Os Estados Unidos fazem o impossível para destruir o processo socialista cubano, espalham campanhas venenosas, infestam as mentes das pessoas para fazê-las acreditar que Cuba é um produto infernal de seu modelo político-econômico, mas ao mesmo tempo aumenta as sanções de sua guerra econômica. De uma só vez, a entrada de norte-americanos, proíbe a visita de navios de cruzeiro, reduz ao mínimo os vôos para a ilha, ameaça milhões de multas e anos de prisão, empresas que tentam investir na economia cubana com a aplicação do título III do a execrável Lei de Liberdade Cubana e Solidariedade Democrática de 1996 (conhecida como Lei Helms-Burton.

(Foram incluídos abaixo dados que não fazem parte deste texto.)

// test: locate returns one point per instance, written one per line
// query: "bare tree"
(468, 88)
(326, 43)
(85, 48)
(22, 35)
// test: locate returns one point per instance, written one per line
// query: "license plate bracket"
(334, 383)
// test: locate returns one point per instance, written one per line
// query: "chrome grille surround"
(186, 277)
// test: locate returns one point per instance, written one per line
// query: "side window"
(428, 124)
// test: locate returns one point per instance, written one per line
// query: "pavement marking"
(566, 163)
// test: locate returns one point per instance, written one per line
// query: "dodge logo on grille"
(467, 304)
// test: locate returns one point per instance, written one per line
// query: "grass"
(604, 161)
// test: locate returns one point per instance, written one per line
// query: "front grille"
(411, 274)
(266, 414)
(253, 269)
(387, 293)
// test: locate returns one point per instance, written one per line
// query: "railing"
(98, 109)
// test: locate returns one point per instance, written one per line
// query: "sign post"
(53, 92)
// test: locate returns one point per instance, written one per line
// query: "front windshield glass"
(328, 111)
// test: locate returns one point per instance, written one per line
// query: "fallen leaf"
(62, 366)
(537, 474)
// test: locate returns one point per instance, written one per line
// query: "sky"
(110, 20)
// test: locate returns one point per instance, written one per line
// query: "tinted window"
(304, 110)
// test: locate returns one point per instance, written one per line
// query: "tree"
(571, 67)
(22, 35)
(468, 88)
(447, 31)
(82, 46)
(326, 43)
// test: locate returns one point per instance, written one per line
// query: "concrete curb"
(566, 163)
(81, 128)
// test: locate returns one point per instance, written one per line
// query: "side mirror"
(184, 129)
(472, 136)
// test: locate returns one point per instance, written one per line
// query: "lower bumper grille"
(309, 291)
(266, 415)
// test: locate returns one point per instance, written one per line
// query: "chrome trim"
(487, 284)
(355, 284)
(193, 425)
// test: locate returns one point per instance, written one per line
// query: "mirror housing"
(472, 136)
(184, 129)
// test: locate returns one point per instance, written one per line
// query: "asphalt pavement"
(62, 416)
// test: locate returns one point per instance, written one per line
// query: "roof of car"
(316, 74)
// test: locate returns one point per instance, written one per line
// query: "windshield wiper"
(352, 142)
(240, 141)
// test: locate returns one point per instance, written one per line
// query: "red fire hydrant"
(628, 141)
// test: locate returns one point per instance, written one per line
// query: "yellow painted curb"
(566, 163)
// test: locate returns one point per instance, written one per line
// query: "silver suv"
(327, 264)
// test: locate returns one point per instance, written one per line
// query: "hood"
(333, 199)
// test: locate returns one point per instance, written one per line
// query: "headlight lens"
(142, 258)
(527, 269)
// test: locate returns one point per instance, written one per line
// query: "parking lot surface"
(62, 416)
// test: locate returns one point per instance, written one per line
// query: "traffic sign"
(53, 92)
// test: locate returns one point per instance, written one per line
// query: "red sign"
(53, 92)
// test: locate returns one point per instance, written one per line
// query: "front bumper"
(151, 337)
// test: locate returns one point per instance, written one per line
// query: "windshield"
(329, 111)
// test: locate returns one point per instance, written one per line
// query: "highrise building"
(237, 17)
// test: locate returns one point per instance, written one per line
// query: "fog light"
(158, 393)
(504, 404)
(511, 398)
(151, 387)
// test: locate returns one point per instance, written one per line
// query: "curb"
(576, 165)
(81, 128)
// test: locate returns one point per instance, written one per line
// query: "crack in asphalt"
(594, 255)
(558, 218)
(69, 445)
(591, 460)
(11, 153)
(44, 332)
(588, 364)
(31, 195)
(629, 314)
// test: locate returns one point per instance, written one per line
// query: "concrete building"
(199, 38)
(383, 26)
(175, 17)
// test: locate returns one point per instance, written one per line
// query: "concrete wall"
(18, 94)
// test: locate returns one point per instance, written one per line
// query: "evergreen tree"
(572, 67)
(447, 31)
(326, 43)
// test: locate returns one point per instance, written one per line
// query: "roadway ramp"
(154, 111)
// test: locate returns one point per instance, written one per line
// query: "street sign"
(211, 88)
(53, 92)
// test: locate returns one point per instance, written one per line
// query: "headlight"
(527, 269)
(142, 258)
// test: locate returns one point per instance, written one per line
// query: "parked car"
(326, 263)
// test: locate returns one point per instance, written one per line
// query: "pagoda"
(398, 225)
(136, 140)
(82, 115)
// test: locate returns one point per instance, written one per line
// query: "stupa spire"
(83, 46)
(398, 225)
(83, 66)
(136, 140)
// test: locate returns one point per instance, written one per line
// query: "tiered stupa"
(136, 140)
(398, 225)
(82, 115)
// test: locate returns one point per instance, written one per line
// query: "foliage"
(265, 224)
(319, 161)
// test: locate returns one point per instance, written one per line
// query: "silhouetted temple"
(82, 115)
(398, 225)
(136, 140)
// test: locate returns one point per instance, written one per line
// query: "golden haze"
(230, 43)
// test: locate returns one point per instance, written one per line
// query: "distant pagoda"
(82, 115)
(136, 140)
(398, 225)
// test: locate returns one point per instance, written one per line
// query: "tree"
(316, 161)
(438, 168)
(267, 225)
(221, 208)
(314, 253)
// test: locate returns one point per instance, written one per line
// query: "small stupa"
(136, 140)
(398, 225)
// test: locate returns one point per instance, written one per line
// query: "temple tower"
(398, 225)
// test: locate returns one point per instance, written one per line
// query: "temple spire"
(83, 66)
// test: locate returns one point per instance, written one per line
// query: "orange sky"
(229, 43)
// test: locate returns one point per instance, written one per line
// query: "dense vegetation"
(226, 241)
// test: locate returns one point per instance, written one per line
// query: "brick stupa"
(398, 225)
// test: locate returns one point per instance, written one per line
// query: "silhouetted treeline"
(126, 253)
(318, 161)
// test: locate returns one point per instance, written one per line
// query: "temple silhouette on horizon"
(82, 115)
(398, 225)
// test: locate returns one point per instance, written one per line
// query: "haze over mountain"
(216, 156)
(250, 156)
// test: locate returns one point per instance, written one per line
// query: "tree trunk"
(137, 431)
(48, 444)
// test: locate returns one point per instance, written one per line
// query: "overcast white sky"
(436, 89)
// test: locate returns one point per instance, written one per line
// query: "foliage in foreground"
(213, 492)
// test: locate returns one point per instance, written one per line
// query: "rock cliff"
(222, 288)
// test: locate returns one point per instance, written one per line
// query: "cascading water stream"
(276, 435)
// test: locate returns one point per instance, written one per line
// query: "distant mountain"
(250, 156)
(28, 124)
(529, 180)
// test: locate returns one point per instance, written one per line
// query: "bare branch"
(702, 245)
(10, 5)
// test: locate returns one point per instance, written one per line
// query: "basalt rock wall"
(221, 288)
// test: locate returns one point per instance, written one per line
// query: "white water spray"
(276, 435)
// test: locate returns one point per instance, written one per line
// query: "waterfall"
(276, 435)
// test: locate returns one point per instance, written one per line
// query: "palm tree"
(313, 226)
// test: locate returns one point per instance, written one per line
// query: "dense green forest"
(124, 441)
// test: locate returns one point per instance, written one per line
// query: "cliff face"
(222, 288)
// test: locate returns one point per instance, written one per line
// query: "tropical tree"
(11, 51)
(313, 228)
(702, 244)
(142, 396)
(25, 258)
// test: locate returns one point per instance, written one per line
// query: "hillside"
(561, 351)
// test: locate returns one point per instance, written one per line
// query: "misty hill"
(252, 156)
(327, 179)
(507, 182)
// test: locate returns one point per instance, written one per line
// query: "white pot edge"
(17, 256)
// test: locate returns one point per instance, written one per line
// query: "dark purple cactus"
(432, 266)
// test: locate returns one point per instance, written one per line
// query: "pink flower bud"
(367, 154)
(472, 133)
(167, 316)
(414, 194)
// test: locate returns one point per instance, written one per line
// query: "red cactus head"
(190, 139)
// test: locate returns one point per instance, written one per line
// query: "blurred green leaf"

Aumenta a perseguição às transações bancárias, impondo centenas de milhões de multas àqueles que ousam executar uma com bancos cubanos e pressiona os países a cortar a colaboração médica e a entrada de dinheiro, com campanhas difamatórias.

Como uma empresa privada cubana poderia trabalhar com petróleo ou crédito para suas compras?

Ninguém em Cuba pode comprar compras usando o dólar americano e os Estados Unidos desencadearão uma campanha contra petroleiros da Venezuela ou de qualquer país que deseje vender petróleo para Cuba. Esse é um problema estrutural, como dizemos economistas sábios manuais?

Como os Estados Unidos realizaram nos últimos anos, demonstraram que, de qualquer forma, Cuba não seguiu o dia de sua morte, aplica um sistema neoliberal como o da Argentina ou do Chile, nunca pode demonstrar a economia livre de Sanções, ou que permite a demonstração ou valor de seu sistema. .

Obcecado por dois ianques, é tão grande que na maioria das vezes possui limusine ou refrigerante pode ser consumido em Cuba por dois cidadãos dos EUA. Isso está relacionado à sua suposta deformação do modelo estrutural cubano, como afirmamos que os oráculos que defendem a retomada do capitalismo pela Revolução?

É necessário ser muito desajeitado e cego para não perceber que, graças ao modelo socialista imperfeito da economia cubana, o Estado pode manter a vida do povo, o que não é melhor por razões dessa guerra cruel e não exatamente pelo socialismo.

Apesar da guerra econômica, comercial e financeira mais longa da história mundial, Cuba consegue alimentar o povo, apoiar o transporte, fornecer água para lugares remotos nas montanhas, a saúde com seu sistema primário, secundário e especializado, sem ter fechou uma única escola ou universidade no país, algo que não pôde ser feito por aqueles que assumiram o neoliberalismo recomendado pelo Fundo Monetário Internacional.

Aqueles que tentam assustar os cubanos com outro período especial não dizem que, graças ao modelo que eles tanto atacam, Cuba resistiu e saiu à frente quando Washington se preparava para ver o socialismo cair, mas novamente recompensou seu fígado ao observar como o povo unido reapareceu. como o pássaro Phoenix.

Dar aulas de mestrado aos Estados Unidos que, apesar de seu poder, precisam enterrar seus mortos em valas comuns, devido ao colapso do sistema de saúde, uma vez que a medicina é uma mercadoria lá.

Veja a diferença de Cuba bloqueada e atacada, salvando seu povo e outros que a solicitam no mundo, com seu modelo socialista, imperfeito sim, mas humano, porque, como José Martí afirmou:

“Está a serviço de todos e para o bem de todos.”